A blog by runners. For runners.

Slow down to speed up: the importance of active rest

The importance of active rest After hard efforts, your body is inundated with waste products, which cause soreness and inflammation. Over time, your body will naturally remove these waste products and replace them with fresh, oxygenated blood. But this process can seem lengthy to a runner with itchy legs. You can expedite the recovery process with active rest, activity completed at an intensity low enough to provide restorative benefits to the body but not high enough to increase fitness.

The many forms and uses of active rest.

While coaches and runners alike use this term in different contexts, the end result and purpose is fairly similar.
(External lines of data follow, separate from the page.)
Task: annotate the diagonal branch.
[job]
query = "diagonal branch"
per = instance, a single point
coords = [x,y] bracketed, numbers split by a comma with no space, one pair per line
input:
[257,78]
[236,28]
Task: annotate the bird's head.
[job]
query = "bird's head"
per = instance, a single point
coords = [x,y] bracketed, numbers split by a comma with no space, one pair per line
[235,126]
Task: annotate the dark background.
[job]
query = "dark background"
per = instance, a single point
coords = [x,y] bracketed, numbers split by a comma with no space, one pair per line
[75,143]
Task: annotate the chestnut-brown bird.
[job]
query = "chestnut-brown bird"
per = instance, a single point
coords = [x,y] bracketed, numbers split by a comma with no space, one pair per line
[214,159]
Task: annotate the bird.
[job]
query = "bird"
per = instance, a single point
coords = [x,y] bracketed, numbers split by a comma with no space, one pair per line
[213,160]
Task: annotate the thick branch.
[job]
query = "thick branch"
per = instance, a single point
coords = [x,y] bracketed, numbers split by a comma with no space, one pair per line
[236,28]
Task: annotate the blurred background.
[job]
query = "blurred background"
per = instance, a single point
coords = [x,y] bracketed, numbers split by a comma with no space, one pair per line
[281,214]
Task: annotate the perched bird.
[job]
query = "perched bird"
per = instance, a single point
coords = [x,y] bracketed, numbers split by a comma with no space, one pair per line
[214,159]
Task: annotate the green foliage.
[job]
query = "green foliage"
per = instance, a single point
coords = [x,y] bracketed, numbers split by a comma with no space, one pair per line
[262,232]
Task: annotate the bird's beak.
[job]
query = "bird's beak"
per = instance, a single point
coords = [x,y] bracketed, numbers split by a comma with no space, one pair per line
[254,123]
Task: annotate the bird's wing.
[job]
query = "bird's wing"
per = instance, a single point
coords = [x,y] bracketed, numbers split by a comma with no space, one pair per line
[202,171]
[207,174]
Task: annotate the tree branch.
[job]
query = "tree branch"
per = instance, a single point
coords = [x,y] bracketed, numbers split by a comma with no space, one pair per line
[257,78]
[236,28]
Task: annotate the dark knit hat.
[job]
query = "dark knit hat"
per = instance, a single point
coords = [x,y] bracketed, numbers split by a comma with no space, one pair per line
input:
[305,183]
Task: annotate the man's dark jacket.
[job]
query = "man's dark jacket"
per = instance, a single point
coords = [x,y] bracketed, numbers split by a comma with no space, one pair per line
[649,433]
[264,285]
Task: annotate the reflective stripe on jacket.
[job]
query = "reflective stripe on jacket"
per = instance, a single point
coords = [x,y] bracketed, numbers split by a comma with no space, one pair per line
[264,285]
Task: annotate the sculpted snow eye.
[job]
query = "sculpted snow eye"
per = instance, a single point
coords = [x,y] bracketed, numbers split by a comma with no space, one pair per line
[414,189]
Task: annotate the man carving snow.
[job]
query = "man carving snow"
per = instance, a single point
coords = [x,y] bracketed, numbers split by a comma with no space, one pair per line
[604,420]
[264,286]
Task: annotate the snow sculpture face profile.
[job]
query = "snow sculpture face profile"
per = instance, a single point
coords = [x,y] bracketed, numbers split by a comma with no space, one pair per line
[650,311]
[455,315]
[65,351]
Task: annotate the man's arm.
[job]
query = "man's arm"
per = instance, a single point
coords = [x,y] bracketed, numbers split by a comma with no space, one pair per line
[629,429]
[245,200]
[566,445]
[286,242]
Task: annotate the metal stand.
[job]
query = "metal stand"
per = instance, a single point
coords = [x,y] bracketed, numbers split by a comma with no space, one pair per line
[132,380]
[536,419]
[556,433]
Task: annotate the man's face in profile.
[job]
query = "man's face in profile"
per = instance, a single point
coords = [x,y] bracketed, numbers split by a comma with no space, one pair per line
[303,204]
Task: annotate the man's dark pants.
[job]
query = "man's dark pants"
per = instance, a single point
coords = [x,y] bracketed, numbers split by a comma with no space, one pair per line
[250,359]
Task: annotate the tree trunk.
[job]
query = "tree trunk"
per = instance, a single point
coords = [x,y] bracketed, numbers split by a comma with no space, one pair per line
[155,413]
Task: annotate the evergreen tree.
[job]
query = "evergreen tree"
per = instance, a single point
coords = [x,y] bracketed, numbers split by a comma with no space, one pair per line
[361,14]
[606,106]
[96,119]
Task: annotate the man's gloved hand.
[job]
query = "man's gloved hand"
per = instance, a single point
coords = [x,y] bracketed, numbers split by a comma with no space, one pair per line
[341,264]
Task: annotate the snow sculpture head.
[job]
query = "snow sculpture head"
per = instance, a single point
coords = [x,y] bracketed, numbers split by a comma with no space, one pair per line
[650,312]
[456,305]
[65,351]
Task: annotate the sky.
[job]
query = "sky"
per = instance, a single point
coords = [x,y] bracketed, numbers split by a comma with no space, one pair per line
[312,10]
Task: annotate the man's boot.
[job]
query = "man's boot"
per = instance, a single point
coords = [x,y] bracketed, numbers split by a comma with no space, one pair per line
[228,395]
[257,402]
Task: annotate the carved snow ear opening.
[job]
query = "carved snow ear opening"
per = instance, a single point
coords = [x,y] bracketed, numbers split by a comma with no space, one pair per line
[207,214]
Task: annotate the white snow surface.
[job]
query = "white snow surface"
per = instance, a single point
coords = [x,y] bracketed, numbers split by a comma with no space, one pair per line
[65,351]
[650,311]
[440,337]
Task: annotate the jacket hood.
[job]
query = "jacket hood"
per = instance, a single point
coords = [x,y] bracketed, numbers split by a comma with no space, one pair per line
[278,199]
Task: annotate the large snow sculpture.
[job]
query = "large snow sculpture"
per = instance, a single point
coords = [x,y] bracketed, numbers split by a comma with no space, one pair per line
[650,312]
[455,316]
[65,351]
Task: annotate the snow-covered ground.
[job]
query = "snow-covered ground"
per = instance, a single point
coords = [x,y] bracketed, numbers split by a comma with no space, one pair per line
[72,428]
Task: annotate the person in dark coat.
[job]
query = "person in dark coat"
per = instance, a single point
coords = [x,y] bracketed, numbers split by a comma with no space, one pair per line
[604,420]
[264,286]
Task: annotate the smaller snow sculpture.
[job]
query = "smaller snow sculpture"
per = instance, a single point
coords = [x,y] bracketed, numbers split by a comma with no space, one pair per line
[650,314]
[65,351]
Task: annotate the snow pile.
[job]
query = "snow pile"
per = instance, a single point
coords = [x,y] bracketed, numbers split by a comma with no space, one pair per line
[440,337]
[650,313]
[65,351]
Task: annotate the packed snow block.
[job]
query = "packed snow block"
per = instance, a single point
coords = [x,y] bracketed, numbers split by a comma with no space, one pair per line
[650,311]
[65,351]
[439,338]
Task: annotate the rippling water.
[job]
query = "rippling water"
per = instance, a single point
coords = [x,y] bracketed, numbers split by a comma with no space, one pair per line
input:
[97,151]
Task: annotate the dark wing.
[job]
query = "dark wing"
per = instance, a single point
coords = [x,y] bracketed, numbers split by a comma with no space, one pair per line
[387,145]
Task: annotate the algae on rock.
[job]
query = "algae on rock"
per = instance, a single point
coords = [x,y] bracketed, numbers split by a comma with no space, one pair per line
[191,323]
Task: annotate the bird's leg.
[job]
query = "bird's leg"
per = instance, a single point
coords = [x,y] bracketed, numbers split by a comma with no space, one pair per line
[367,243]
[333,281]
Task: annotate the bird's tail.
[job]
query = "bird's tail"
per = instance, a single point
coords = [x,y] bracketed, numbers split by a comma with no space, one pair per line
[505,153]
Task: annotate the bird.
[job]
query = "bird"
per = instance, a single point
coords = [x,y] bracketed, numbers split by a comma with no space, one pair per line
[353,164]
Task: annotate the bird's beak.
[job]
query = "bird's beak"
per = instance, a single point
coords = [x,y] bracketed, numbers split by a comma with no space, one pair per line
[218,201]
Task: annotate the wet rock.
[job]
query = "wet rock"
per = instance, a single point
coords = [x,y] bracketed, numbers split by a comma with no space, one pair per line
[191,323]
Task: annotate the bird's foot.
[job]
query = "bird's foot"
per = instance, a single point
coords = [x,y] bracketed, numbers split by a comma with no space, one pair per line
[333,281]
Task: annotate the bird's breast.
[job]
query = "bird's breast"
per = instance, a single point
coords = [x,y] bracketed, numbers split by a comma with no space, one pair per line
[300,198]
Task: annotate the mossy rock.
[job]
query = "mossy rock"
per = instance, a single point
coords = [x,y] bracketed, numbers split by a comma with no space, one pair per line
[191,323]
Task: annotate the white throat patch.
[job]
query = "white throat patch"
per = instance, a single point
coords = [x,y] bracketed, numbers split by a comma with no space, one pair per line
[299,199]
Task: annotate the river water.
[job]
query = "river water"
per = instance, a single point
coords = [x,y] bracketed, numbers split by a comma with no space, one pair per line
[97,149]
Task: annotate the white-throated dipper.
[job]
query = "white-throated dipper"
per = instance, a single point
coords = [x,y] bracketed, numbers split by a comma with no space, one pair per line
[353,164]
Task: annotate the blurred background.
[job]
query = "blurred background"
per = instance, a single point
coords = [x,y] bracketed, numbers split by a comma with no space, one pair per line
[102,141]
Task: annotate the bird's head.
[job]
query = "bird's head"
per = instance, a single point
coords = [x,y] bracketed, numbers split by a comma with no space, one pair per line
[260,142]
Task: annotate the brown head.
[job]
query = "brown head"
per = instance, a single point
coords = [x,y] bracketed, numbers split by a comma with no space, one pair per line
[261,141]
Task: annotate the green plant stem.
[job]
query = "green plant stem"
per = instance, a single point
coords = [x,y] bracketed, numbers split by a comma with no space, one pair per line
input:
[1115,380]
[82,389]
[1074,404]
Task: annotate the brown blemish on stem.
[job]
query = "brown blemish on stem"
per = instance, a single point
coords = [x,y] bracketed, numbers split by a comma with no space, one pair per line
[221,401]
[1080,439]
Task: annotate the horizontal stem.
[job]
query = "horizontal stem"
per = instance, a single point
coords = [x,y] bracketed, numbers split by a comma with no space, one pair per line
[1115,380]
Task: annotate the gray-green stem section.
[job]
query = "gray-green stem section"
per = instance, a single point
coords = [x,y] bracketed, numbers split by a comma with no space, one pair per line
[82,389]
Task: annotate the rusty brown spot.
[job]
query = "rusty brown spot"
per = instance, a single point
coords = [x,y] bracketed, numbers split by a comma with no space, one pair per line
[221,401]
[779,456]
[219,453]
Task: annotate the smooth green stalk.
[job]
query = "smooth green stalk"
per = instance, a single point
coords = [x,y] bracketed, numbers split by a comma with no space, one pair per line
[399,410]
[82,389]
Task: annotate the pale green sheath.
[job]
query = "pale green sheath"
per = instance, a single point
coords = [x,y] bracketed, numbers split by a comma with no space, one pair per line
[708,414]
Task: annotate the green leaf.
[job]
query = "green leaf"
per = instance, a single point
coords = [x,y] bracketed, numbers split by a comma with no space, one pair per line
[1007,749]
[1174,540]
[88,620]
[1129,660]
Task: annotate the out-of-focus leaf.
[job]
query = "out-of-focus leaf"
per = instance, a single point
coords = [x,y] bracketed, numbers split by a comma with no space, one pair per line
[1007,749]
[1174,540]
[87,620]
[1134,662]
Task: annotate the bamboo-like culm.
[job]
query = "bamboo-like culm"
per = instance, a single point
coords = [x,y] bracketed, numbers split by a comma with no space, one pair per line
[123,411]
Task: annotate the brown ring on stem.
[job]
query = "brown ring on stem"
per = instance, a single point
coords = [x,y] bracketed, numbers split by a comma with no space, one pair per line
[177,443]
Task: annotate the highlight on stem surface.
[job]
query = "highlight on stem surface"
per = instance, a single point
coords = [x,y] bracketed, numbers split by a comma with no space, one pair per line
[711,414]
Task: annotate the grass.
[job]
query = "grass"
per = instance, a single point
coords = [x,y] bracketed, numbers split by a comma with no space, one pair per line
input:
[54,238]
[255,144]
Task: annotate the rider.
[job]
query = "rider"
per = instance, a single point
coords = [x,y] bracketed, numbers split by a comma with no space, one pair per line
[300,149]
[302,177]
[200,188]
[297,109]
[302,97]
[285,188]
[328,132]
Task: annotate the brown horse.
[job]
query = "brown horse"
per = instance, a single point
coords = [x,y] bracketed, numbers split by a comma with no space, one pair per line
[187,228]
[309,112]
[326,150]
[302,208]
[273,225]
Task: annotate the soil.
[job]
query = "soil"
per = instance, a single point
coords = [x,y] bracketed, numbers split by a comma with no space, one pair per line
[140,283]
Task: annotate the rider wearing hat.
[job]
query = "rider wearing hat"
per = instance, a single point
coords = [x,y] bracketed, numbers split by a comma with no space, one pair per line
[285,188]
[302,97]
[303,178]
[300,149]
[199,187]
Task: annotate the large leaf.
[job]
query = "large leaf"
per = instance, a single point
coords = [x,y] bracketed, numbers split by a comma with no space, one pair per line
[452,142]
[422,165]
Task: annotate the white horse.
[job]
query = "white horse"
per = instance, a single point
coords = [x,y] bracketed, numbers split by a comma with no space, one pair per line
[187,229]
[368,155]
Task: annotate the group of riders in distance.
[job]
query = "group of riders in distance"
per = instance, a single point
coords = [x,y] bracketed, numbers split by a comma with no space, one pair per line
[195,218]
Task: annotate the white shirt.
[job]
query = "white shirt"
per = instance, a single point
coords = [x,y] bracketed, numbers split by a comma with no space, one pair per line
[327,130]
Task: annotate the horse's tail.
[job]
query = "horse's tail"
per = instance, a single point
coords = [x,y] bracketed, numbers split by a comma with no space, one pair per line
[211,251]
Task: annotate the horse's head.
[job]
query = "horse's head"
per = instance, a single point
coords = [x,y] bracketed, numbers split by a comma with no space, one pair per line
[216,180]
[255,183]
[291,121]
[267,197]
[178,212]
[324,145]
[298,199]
  • In some marathon training plans, like the Hanson Method, easy runs that link hard workouts are considered active rest. Since runners do not complete the trusted 20-miler in this plan, their fitness is reached through cumulative fatigue. In other words, runners learn how to run on progressively tired legs, a process that mimics what runners face in the late stages of a marathon. These easy runs allow runners just enough rest to complete multiple high intensity workouts in a week.
  • Similarly, you can apply the principle of cumulative fatigue when completing an interval workout. Just run your repeat distance and lightly jog for your interval of rest.
  • As an alternative to a steady-state or progressive tempo run, Jack Daniels instructs runners to complete “floating” mile repeats at tempo pace. Between each repeat, runners “float” at a very easy pace for one minute.
  • More commonly, active rest describes a prescribed period of light activity between training seasons. Many coaches recommend taking one or two weeks of active rest to allow runners a break from the physical and psychological demands of intense training.

Here are some exercises to complete between seasons to help restore your body and keep it healthy. Pick one and stick with it or mix and match to keep your physical and mental fitness sharp.

  1. Walking: Taking time off from running to walk allows your body to heal while still engaging many of your running specific muscles. Plus, if you walk the same streets that you run, you can literally stop and smell the rosesPut the tot in the stroller, grab the pooch, and walk for 30 minutes or longer. (More about walking.)
  2. Swimming: Nothing beats the cold compression of water after a hard workout or race. Swimming is an excellent, zero-impact, full body workout. It strengthens and tones arms, legs, shoulders, glutes, and back while providing a mental and physical break from pounding the ground. Want to keep your head above water? Strap on a floatation belt or vest and try aqua jogging. (More about swimming for runners.)
  3. Yoga: Static and dynamic stretching exercises can have restorative effects. They can loosen tight muscles, strengthen arms, legs, and core, increase blood flow, and flush out harmful waste products.  (More about yoga for runners.)
  4. Cycling: Keep in mind that the point of active rest is to rest, so avoid spinning classes and “casual” 30 mile rides with your pedal-junkie friends. Focus on keeping a steady cadence of 90 RPM. (More about cycling for runners.)
  5. Light Running: If you don’t have enough love to share with other exercises, you can continue to run if you keep the intensity and exertion low. Keep your heart rate at 50-60 percent of your max. Focus on form, cadence, and comfort.

Who can benefit from active rest? No matter how many miles you log in a week, no matter how many years you have been running, no matter your future goals and past accomplishments, you are human, and your body needs rest. It is during this downtime that your body is able to heal, recover, and make adaptations. But all rest is not created equal. In some cases, if you are limping or favoring a muscle, full days of rest are needed to recover and avoid further injury. It’s better to take a planned rest than a forced one.